再往里,不难看出是一面火坑,火坑中间的位置,却用一块木板隔断,显然是当成两张炕在使用的。
此时,其中半面火炕上,呼吸急促,面色潮红的女孩,女孩眼睫微颤,眉头紧皱,任院子里的吵嚷再大声,都未曾让她睁开双眼,然而,最惹眼的,却是那占据了半边脸颊的青褐色印记,让其整个人看上去狰狞可怖。
“请郎中?就你家的孩子金贵,三天两头的请郎中,请郎中不要钱啊?你当银子都是大风刮来的啊?
我这老天拔地的,天天伺候你们一大家子懒货儿吃喝拉撒就算了,还请郎中,一瓢凉水下去,人不就醒了?偏偏你们房里的人金贵,一个没人要的丑八怪罢了,还动不动就拿钱抓药,我告诉你,要钱没有,想请郎中,自己想法子去!”
李家的大家主李张氏一听到要钱,这三角眼睛可就立起来了,她就不信,你做绣活儿的钱都上交了?
那以前瞧病的银钱都从哪儿来的?还想让她出钱给那丑八怪病秧子瞧病,门儿都没有。
“娘啊,媳妇儿平日里做出绣品,都是娘直接拿走,让三弟妹去卖了再买回绣线和布匹给我绣的啊,求娘可怜可怜欣儿,孩子的命要紧啊,媳妇儿给你磕头了。”

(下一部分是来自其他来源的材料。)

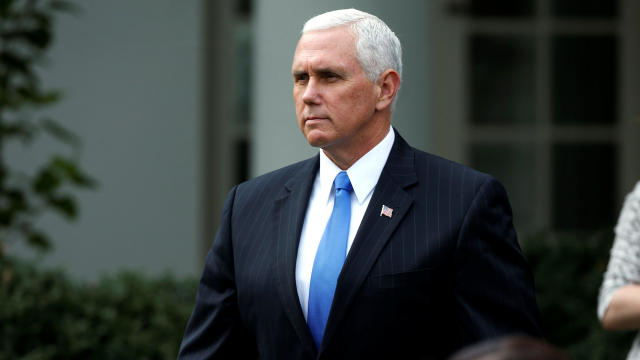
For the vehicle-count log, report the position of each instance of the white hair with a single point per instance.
(377, 47)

叶氏知道钱不好要,却也没有办法,只得跪在地上砰砰砰磕头,希望婆婆能够高抬贵手。
“你这是干啥,干啥,逼我啊,啊?你这一天天的,光躲在屋里做那点子绣活儿,家里的事儿,什么都不伸手,卖的绣品交到我手里才几个钱啊,要说别人没钱我信,你叶氏会没钱?你是觉得我傻,还是家里其他人傻呀?再说了,你不是还有嫁妆么,说什么几个孩子是你的心肝肉,这就舍不得拿出来给孩子请个郎中了?尽惦记我这两个棺材本儿,你可真有脸要!”
李张氏说话又快又急,如连珠炮似的,胆小怯懦的叶氏,哪里是她的对手呢。